We are now on the brink of releasing Pfam 24.0. This release of Pfam, version 24.0, will be a landmark release as it will be the first to be built using the the new version of the HMMER package, HMMER3. We are well aware that we have been claiming this release as imminent for some time, but we are now at the point of flicking the big switch. There are numerous changes that users need to know about and we will briefly summarise them here.
HMMER version change
The new version of HMMER is considerably faster and more sensitive than previous ones. This has resulted in numerous families being merged and a significantly larger number of families being classified into clans (as we are now better able to detect similarities between families). All families have had their significance thresholds (also known as GA or gathering thresholds) re-set, because of the new statistics underlying the HMMER3 implementation. Thus, it is NOT possible to produce both a HMMER2 and HMMER3 set of HMMs with PFam defined cut-offs. In addition, we only need a single HMM per family, so the previous ‘Pfam_ls’ and ‘Pfam_fs’ files are now replaced by a single file called ‘Pfam-A.hmm’. As well as the Pfam-A.hmms, we will also be making a HMM library for the 20,000 largest Pfam-B families (‘Pfam-B.hmm’). Some of you are already using pre-released versions of these HMMER3 HMM libraries as part of the new version of “pfam_scan.pl”.

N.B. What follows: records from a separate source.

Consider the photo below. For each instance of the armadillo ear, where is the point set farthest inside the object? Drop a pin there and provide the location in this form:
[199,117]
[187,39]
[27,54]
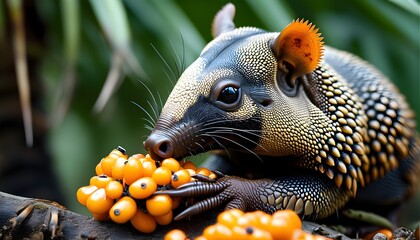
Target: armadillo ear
[223,21]
[298,49]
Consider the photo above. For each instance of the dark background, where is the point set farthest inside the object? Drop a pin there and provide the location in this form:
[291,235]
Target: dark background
[385,33]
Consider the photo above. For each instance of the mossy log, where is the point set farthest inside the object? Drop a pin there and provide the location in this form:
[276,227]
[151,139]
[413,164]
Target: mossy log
[28,218]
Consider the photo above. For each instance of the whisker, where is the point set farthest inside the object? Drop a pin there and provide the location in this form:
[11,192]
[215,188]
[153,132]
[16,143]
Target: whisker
[240,145]
[247,139]
[153,97]
[220,144]
[183,62]
[164,61]
[160,100]
[168,77]
[144,110]
[154,109]
[178,69]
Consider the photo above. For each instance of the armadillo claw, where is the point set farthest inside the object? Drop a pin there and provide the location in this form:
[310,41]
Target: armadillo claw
[224,191]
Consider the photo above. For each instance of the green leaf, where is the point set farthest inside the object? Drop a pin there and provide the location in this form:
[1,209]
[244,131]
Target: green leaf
[113,20]
[408,5]
[274,14]
[71,28]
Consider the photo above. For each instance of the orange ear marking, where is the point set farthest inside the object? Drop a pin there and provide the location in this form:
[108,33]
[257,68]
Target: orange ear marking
[300,45]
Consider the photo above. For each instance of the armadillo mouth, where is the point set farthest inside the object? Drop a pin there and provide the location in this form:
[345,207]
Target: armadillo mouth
[174,142]
[186,139]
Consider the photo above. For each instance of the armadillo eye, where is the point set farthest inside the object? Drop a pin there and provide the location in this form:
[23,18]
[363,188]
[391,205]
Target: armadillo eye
[229,95]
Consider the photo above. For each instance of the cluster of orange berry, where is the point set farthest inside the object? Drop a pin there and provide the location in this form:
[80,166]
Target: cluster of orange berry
[235,224]
[123,186]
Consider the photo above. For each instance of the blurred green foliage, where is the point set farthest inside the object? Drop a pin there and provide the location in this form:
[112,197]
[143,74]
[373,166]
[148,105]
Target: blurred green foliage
[386,33]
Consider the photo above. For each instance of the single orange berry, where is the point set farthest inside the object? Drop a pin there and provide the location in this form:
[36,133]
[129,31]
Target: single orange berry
[164,219]
[239,233]
[258,234]
[176,201]
[119,152]
[189,165]
[180,177]
[283,224]
[118,169]
[212,175]
[172,164]
[191,171]
[162,175]
[114,189]
[227,218]
[143,222]
[100,217]
[133,170]
[100,181]
[142,188]
[149,166]
[203,171]
[290,216]
[175,234]
[159,205]
[123,210]
[98,202]
[137,156]
[217,231]
[107,163]
[84,192]
[299,234]
[201,237]
[98,169]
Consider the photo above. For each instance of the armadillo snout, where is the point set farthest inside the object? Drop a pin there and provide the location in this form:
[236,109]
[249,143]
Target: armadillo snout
[159,146]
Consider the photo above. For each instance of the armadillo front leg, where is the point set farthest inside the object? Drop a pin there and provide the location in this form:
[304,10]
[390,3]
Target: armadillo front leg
[308,195]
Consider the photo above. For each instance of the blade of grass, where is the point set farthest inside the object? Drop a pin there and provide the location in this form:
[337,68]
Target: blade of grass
[112,17]
[408,5]
[19,47]
[113,20]
[111,82]
[169,26]
[274,14]
[71,31]
[2,21]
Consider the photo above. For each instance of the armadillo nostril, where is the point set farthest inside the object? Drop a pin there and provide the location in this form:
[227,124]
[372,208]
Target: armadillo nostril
[164,149]
[159,146]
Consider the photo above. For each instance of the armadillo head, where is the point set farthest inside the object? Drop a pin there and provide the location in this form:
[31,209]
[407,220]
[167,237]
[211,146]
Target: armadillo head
[243,93]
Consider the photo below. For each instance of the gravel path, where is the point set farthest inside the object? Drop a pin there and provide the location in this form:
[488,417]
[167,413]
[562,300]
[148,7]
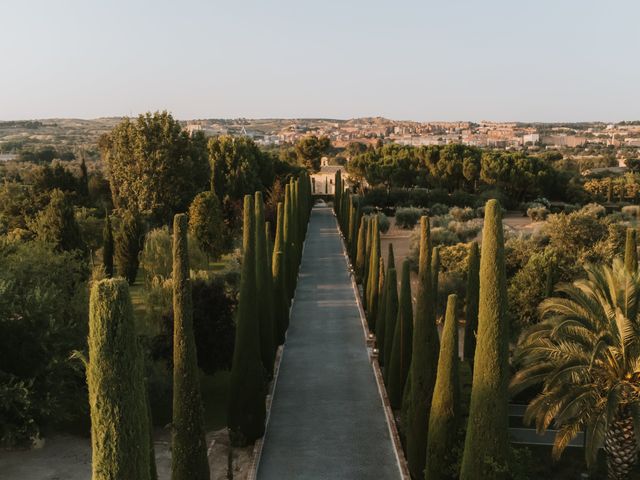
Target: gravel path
[327,419]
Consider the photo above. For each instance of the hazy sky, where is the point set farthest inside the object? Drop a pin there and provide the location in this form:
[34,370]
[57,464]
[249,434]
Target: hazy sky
[534,60]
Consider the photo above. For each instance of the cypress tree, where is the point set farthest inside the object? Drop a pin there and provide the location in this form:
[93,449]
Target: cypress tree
[550,280]
[189,448]
[487,431]
[107,247]
[391,315]
[381,296]
[337,194]
[153,471]
[382,316]
[360,250]
[281,302]
[422,373]
[56,224]
[264,290]
[351,235]
[402,341]
[445,407]
[372,285]
[471,311]
[119,417]
[631,251]
[435,272]
[367,257]
[247,391]
[84,178]
[129,241]
[353,240]
[288,252]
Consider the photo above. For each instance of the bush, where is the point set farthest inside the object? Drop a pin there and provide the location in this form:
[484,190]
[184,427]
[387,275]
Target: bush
[460,198]
[214,304]
[438,209]
[462,214]
[408,217]
[383,222]
[156,259]
[466,231]
[443,236]
[594,209]
[631,212]
[537,212]
[43,319]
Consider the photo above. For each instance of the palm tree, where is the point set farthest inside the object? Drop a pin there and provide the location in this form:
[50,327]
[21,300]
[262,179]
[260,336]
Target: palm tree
[586,354]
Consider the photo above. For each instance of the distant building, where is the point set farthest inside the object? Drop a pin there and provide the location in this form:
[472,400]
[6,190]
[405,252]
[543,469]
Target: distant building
[563,140]
[323,182]
[532,138]
[8,157]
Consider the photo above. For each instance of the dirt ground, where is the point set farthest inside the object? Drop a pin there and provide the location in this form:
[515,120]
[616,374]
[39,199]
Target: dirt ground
[69,458]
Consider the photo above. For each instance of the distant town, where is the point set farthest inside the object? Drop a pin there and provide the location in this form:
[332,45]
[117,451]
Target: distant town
[483,134]
[621,139]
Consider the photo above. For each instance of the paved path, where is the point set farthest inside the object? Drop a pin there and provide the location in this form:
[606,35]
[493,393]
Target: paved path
[327,420]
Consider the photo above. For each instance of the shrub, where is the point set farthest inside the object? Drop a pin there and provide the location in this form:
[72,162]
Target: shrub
[443,236]
[155,259]
[438,209]
[462,214]
[383,223]
[631,212]
[537,212]
[594,209]
[466,230]
[460,198]
[408,217]
[43,319]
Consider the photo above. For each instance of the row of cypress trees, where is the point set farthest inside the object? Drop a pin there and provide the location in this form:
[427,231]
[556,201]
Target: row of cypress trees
[421,371]
[121,426]
[267,286]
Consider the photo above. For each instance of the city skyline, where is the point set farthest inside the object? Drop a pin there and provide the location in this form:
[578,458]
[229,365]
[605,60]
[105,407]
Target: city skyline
[419,61]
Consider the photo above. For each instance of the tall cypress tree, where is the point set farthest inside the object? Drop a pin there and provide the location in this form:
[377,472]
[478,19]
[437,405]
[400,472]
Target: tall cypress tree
[631,251]
[337,194]
[360,250]
[128,244]
[471,312]
[372,284]
[352,227]
[84,177]
[402,341]
[487,431]
[247,391]
[278,272]
[189,448]
[382,310]
[289,253]
[367,257]
[435,273]
[422,373]
[445,408]
[119,417]
[391,314]
[107,247]
[264,290]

Although we will not bother you with the details now, the change in HMMER version has also made us re-think many of our policies, file formats and even the philosophy behind the database. We will try to address the most significant of these in our documentation and, of course, in this blog.
In addition to migrating Pfam from HMMER2 to HMMER3, we have also updated the underlying protein sequence database. Pfam 24.0 is based on UniProtKB release 15.6, dating from 28th July 2009, and this update has resulted in a near doubling of our underlying sequence database. This has obviously changed the character of several families. For example, GP120 is no longer our largest Pfam family, having dropped to being the 3rd largest family, behind ABC_tran and RVT_1, with the latter two families each exceeding 100,000 sequence matches!
If you are not concerned about the MySQL database, then skip to the next section. If you are, then you need to know that, along with all the other changes, we have also changed the type of table-engine used, from MyISAM to InnoDB. There are both technical and managerial reasons for having done this, but one of the main benefits to the user is that InnoDB supports foreign key relationships. This improves data consistency and allows the tracing of table relationships. However, this technical change, along with the data changes, has resulted in many changes to the database schema, including subtle column-name changes and more obvious data-type changes.
No Pfam release would be complete without the addition of new families. We have had the obligatory summer vacation student here adding families this year. As a result of his efforts, and our day-to-day work, there have been 1808 new families added to the database since 23.0. Release 24.0 will contain 11,912 families!!! Want to know the coverage?…..well you will have to wait for that!
There is good news if you only use the Pfam website, since not a great deal has changed here. You will notice many small changes around the site, as well as a few larger ones, such as the new domain graphics. There have been a few usability improvements, notably in the behaviour of the tabs and their interaction with your browser’s “back” button. You should now find that pressing “back” will take you to the last tab that you viewed, rather than to the last complete web page. This might take some getting used to, but we hope that it will prove more intuitive than the original mechanism. You should also be able to bookmark any tab in the site directly, which was not previously easy to do.
One of the most exciting changes to the website is the massive increase in the speed of interactive, single-sequence searches. Because searches used to take upwards of thirty seconds to complete, we used to show a page with a progress bar and a status message telling you how your search was doing. Thanks to the dramatic speed increases in HMMER3, we’ve been able to do away with the progress bar and we now load the results page directly. For all but the largest sequences, you should see your search results loading within just a few seconds.
One part of the site that has changed noticeably (and which will be broken in places at first) is the so-called “RESTful interface”. If you’re not familiar with the RESTful interface, it’s essentially a programmatic interface to some parts of the Pfam website, such as family pages or the sequence search system. Right now it’s looking as if the RESTful interface for much of the site will be released after the initial 24.0 data release, because we still have a lot to do there. However, because the single-sequence search mechanism has changed so much, the RESTful interface to that sub-system will change as soon as the site is released. Most importantly, there are some changes to the XML that is returned by this interface, so, if you use it, you will almost certainly need to update your scripts. We’ll do our best to document all of the changes in time for the release.
If you are waiting for Pfam 24.0, it will not be long now… And if you rely on Pfam as a source of data, then start thinking about scheduling time in October to go and revisit any code that uses it.